(I should clarify up front: My question is about closures and client module patterns in Javascript. It's not about how to use jQuery.noConflict().)
I've got a bit of Javascript that people can add to their websites. I want my own code to have access to a $ variable which resolves to a specific version of jQuery that's independent of whatever the page has loaded. This is easy if all my code is in a single file, inside a closure that I define. But I'm struggling to find a clean way to do this using a module pattern where my code is in separate closures.
Background (i.e. the obvious thing which isn't the problem)
This was easy when all my code was in one file. I could just create a $ var within my outermost closure and use $.noConflict(...) to make sure the outer page kept its own jQuery version.
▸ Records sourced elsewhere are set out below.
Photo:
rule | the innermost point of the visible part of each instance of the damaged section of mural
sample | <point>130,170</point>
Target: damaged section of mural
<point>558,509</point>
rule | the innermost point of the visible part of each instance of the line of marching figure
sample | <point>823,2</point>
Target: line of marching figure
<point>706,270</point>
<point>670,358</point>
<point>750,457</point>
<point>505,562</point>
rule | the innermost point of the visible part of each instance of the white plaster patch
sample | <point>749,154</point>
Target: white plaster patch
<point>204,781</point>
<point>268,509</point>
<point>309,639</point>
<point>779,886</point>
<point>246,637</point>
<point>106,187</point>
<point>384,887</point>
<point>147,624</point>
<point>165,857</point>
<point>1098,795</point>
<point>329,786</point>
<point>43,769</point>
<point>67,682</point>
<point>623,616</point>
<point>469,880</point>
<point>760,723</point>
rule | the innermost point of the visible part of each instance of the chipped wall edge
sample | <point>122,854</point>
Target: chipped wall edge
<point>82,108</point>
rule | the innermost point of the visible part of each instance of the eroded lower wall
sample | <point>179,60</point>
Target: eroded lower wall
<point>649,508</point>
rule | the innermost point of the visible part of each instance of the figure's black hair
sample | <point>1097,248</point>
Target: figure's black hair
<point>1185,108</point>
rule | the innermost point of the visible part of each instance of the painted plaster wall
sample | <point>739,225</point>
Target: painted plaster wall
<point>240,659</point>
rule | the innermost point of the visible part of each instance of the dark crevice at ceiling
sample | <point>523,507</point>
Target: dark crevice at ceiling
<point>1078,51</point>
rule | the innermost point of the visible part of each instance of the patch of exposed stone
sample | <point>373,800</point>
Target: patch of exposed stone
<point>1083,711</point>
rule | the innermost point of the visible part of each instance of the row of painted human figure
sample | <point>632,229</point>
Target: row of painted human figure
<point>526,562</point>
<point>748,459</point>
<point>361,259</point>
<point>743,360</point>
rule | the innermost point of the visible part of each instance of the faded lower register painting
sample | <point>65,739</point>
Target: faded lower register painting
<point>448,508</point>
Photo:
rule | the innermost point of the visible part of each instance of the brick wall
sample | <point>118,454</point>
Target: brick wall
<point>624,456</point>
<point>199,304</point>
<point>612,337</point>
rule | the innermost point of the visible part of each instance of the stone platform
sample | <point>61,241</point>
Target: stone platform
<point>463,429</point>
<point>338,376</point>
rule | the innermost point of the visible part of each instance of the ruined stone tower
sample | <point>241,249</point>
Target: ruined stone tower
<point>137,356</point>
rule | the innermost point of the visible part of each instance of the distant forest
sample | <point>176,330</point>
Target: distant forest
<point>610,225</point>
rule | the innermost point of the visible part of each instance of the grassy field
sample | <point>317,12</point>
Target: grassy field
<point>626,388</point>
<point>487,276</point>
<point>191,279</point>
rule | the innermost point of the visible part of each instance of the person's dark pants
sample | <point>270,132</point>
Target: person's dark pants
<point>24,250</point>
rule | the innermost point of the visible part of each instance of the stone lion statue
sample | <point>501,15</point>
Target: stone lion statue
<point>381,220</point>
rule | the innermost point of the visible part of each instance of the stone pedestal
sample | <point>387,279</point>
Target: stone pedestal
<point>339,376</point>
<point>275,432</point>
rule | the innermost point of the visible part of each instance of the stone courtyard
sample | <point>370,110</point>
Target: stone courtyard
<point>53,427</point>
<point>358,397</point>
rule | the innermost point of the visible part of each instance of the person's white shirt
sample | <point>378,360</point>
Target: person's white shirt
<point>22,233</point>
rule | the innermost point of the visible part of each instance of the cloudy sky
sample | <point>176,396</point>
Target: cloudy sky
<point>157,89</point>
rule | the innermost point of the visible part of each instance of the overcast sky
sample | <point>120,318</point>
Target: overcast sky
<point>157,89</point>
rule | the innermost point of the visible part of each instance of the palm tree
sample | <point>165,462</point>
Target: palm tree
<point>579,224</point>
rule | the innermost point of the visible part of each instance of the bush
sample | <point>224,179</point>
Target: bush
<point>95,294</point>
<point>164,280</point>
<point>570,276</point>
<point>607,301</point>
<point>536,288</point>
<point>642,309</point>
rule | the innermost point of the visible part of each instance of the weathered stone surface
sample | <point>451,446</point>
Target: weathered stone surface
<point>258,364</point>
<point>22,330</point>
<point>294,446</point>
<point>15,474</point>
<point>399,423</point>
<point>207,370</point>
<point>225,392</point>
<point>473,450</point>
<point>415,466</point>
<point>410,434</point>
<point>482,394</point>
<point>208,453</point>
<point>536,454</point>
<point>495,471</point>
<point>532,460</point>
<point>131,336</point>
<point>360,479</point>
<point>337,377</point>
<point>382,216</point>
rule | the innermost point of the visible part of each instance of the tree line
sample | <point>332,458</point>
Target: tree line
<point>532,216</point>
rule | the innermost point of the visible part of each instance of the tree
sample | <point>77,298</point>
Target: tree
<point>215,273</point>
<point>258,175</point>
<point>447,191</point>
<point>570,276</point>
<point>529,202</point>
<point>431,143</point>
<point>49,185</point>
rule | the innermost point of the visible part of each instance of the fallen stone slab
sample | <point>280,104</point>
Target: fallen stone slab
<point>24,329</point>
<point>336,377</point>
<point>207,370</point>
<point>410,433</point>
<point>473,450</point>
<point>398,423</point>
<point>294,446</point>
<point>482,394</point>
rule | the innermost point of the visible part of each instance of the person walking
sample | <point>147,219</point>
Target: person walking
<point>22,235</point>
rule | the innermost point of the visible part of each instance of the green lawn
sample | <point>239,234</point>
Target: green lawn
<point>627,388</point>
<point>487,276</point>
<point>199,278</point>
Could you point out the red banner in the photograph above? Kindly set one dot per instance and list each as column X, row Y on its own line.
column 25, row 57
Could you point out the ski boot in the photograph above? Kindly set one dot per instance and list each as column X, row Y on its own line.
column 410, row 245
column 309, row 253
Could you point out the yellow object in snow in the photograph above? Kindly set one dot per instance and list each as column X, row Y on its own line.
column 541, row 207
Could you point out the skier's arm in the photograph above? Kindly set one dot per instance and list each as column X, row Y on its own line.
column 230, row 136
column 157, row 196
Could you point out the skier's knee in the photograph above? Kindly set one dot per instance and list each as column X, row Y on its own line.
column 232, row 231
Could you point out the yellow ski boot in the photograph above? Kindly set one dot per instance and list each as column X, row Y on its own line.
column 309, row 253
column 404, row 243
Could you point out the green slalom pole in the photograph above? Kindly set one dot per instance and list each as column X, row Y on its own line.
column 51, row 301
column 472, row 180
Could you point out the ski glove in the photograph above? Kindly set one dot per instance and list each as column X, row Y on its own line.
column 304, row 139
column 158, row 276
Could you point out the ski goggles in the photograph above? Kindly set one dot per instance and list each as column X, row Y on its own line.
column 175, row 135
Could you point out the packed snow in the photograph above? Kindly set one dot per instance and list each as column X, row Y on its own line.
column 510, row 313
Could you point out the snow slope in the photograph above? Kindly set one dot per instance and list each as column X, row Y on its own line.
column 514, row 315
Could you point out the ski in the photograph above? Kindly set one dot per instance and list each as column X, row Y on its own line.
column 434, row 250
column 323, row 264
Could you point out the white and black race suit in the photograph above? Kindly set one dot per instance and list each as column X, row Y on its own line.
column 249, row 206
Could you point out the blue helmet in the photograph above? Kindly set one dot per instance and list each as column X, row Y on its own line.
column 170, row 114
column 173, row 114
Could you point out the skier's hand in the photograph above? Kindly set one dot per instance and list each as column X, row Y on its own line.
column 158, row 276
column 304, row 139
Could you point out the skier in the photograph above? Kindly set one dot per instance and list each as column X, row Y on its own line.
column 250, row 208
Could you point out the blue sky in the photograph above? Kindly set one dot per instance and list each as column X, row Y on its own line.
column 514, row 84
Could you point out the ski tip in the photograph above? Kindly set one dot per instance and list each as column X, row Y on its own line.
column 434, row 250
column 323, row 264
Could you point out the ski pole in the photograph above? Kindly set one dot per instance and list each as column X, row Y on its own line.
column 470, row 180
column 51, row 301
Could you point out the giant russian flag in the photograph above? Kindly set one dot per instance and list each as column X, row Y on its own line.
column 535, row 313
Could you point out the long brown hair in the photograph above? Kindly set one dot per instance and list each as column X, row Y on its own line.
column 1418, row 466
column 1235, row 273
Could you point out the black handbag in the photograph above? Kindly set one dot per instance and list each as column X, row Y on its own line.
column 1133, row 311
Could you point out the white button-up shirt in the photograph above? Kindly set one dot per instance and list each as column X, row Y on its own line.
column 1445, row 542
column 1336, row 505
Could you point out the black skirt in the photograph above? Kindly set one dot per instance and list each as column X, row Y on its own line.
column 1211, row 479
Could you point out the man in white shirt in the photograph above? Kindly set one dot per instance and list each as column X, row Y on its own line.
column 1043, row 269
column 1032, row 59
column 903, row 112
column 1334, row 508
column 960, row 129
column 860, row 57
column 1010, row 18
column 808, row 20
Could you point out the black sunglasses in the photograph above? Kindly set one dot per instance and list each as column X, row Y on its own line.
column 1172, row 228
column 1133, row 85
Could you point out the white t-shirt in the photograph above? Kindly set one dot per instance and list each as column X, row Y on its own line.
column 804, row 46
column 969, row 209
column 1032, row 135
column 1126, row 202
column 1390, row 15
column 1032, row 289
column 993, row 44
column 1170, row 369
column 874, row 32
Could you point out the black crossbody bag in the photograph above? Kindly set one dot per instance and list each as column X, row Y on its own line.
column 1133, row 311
Something like this:
// This is easy and works as you'd expect
(function() {
var $; // The $ var in my local scope that the rest of my code can use.
function loadMyVersionOfjQuery() {
insertTheAppropriateScriptTagAndWaitForTheScriptToLoad(function() {
// Set the $ in my local scope and restore the global jQuery.
$ = jQuery.noConflict(true);
}
}
loadMyVersionOfjQuery();
... etc. ...
})();
Now I'm in the process of breaking my code up into separate files using browserify and this is no longer so easy. The most trouble comes from the fact that my version of jQuery is loaded asynchronously. So at the time my module requires() are being processed my version of jQuery isn't ready. This prevents me from simply creating and assigning a $ var at the top level of my module closures.
Some ideas I've looked into
- If I could defer the initialization of my modules until after jQuery is run, then each of my modules could define their own $ var. But this doesn't seem possible. It looks like my requires(...) calls are aggressively traversed even if I try to hide them inside function callbacks (browserify seems to actually parse the JS to find the require statements).
- If I could define a dynamic proxy object, I could initialize my own $ vars with a proxy that would later delegate to my loaded version of jQuery. But Javascript doesn't support the dynamic proxy pattern.
- Browserify actually defines a closure that wraps all of my modules when they're "transpiled" to a single file. If I could somehow give it a snippet of code to insert into this closure (simply "var $;"), I'd be in business. But I haven't found any way to do this.
- As a last resort, it occurred to me that I could create my own closure around the browserify output and define the scoped variable I need there. By either processing the output file or by doing a hacky concatenation of a couple simple files around the browserify content (something like "(function(){var $;" + bundle.js + "})();". But this is just too hacky.
Does anyone have any ideas? How do you develop client Javascript modules in multiple files but still get a closure for all your code together?